In this work, we apply transient state (TRAST) imaging to monitor the quenching of dark transient states of a membrane fluorophore by spin labels in the same membrane, as a means to characterize low-frequency, intermittent interactions between molecules in cellular membranes. In TRAST, the plain, time-averaged fluorescence intensity from a sample is recorded, when subject to time-modulated excitation27,28,29. By measuring how the average fluorescence intensity varies with the excitation modulation characteristics, full kinetic information about photo-induced, non-fluorescent transient states of the fluorophores in the sample can be obtained. Like FCS, TRAST measurements combine the sensitivity of fluorescence detection with the environmental sensitivity of the long-lived triplet and other dark transient states that can be monitored. In contrast to FCS however, no particular time resolution in the fluorescence detection is required, and since TRAST measurements do not require single-molecule detection conditions, they can be applied to monitor long-lived dark transient states of fluorescent molecules in a wide range of biological samples29,30.

Here, we applied TRAST to determine the dark state kinetics of 7-nitrobenz-2-oxa-1,3-diazole-4-yl (NBD). NBD is a small fluorophore, with limited steric effects when used as a label, and is widely used for membrane studies31. We show that the transient state kinetics of NBD, when labelled to lipids in the membranes of small unilamellar vesicles (SUVs) and live cells, are strongly influenced by presence of spin-labels in the same membranes. At the same time, by regular recording, practically no effects were observed in the fluorescence intensity levels from the NBD probe molecules. We then used the TRAST approach to follow the interaction between a spin-labeled GPCR (the neurokinin 1 receptor, NK1R) and NBD-labeled lipids in the plasma membranes of live cells. NK1R is involved in several physiological and patho-physiological functions and is an important therapeutic target32. In its resting state, NK1R has been found to form clusters in the plasma membrane of 293 T cells33. After activation with its natural ligand, substance P (SP), the receptor localization then changes significantly34. This reorganization is principally the result of the fast internalization of activated receptors.
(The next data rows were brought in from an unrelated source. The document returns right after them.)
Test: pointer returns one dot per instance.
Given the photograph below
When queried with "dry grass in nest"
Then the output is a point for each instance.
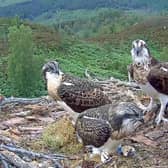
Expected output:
(61, 137)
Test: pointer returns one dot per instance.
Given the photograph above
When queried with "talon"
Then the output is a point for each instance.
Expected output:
(159, 119)
(105, 157)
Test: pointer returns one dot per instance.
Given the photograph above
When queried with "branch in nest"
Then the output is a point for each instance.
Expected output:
(13, 159)
(15, 100)
(11, 154)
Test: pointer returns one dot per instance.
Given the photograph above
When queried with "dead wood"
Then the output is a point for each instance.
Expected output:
(15, 160)
(12, 155)
(23, 101)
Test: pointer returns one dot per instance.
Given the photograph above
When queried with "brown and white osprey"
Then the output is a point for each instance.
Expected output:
(151, 75)
(79, 94)
(103, 128)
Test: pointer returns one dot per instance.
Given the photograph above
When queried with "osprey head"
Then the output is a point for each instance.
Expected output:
(140, 53)
(51, 68)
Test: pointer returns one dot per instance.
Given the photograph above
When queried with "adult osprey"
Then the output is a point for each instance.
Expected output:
(151, 75)
(104, 127)
(79, 94)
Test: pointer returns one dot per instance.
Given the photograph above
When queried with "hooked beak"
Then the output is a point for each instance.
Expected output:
(138, 50)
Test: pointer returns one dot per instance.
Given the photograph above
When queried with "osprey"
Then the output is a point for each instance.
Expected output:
(151, 75)
(79, 94)
(104, 127)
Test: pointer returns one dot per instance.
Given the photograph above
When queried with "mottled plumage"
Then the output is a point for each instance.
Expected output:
(98, 126)
(151, 75)
(79, 94)
(158, 77)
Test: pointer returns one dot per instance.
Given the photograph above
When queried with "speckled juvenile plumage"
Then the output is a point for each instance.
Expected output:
(79, 94)
(96, 126)
(151, 75)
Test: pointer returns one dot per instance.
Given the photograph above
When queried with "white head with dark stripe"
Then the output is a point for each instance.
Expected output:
(52, 72)
(140, 53)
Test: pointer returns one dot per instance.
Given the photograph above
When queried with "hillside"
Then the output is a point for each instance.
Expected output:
(31, 9)
(39, 125)
(105, 55)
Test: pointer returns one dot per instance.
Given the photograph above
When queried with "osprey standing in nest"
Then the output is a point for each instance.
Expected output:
(151, 75)
(104, 127)
(79, 94)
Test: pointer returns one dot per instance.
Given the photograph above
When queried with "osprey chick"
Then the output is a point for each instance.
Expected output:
(104, 127)
(151, 75)
(79, 94)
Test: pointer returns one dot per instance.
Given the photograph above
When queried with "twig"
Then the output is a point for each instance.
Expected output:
(15, 100)
(31, 154)
(4, 162)
(15, 160)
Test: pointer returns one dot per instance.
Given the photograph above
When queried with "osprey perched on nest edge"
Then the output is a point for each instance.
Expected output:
(151, 75)
(79, 94)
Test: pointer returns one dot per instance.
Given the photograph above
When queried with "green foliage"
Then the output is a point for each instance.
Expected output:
(10, 2)
(89, 23)
(22, 66)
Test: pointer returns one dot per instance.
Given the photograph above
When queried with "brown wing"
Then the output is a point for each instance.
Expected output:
(158, 77)
(93, 131)
(82, 95)
(130, 71)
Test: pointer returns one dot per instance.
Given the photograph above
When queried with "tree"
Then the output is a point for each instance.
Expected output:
(22, 69)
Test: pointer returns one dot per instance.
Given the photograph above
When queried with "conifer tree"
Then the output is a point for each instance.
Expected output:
(21, 65)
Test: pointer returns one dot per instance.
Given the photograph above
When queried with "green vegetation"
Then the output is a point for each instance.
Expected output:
(23, 70)
(100, 43)
(10, 2)
(90, 23)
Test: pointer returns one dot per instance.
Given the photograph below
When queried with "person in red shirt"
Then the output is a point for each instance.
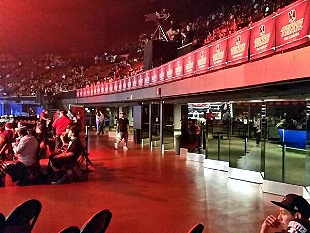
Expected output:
(60, 126)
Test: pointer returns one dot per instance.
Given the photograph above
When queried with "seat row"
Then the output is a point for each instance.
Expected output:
(23, 218)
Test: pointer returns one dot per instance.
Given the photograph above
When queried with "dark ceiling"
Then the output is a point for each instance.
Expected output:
(36, 27)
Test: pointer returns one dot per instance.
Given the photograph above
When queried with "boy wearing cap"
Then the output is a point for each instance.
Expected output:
(293, 217)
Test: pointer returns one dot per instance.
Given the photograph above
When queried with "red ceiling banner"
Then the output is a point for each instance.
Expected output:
(238, 47)
(218, 54)
(162, 74)
(189, 64)
(202, 60)
(129, 83)
(147, 78)
(106, 88)
(169, 71)
(140, 80)
(111, 87)
(263, 39)
(135, 81)
(292, 25)
(154, 76)
(178, 68)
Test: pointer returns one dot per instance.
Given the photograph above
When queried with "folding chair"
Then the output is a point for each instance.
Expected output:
(98, 223)
(23, 217)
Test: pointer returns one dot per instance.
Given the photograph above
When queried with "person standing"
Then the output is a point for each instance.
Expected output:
(25, 156)
(60, 125)
(122, 128)
(258, 128)
(99, 122)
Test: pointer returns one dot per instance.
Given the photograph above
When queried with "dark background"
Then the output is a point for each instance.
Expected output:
(36, 27)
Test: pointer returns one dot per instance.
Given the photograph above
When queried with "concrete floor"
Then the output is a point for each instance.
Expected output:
(146, 192)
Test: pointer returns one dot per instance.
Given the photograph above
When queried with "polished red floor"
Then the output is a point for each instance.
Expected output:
(146, 192)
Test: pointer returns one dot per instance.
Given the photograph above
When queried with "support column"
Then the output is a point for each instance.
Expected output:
(177, 119)
(161, 133)
(150, 125)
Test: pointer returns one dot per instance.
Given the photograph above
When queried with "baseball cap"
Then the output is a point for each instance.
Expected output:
(298, 226)
(295, 203)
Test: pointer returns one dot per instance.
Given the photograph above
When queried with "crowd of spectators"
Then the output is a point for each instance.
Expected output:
(53, 76)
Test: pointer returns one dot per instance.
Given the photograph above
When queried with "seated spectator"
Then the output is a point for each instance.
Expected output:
(7, 137)
(58, 161)
(25, 156)
(294, 210)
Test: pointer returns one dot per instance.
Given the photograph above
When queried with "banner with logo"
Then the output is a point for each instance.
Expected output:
(169, 71)
(140, 80)
(97, 89)
(111, 87)
(202, 59)
(178, 68)
(116, 85)
(154, 76)
(238, 47)
(262, 38)
(218, 54)
(106, 88)
(134, 83)
(189, 64)
(162, 74)
(292, 25)
(147, 78)
(129, 83)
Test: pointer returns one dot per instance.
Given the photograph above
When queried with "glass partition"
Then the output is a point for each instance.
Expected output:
(287, 152)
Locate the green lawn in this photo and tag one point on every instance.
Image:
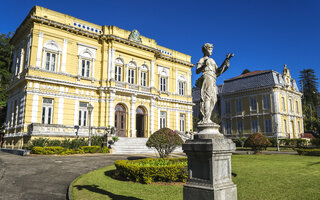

We found that the transient state kinetics of the NBD labels differed significantly upon NK1R activation by its agonist SP. This reflects differences in the transient interactions between the GPCR and the labelled lipids, which could be attributed to modifications in the membrane environment upon activation. The observed changes could be monitored via the quenching rates, both on a whole-cell level, but also in a spatially resolved manner with sub-cellular resolution. This shows that the approach presented in this work can characterize and image transient interactions between GPCRs and molecules in their membrane environment, in a straightforward and widely applicable manner. Given the importance of GPCRs in cell biology and as drug targets, the central role of transient interactions in the membranes for modulating their functions, and that these interactions are very difficult to determine by other means, we believe that the presented approach will be useful in future GPCR research and drug development.


An instrument for wide-field TRAST microscopy was established, as further described in the Methods section. We applied low duty cycle (η = 1%) rectangular excitation pulse trains with different excitation pulse durations, w, and recorded how the average fluorescence intensity from the sample during excitation, 〈Fexc〉 (defined in Eqs. 2 and 3), varied with w (Fig. 1A). By this approach, we first quantified the photophysical properties of NBD, then investigated to what extent collision rates between the fluorescent probe (NBD) and triplet state quenchers (DOXYL/TEMPO), both labelled to lipids in the membranes of SUVs and then in live cell membranes, are reflected in the dark-state kinetics of NBD. The measurement strategy is further described in Fig. 1B.

Figure 1
figure 1

Membrane interaction assay. (A) Optical TRAST setup. The laser is modulated using an acousto-optic modulator (AOM) and defocused to produce a wide-field illumination of the sample (ω0 = 35 μm, 1/e2 radius). A stack of images acquired using different pulse durations, w, are converted to images of dark-state transition rates of the fluorophores in the sample. (B) With the NBD fluorophore and dark state quencher tagged to different lipids in a membrane, low-frequency collisional interactions between these lipids will be sufficient to quench the NBD dark state and can be observed in the recorded TRAST images.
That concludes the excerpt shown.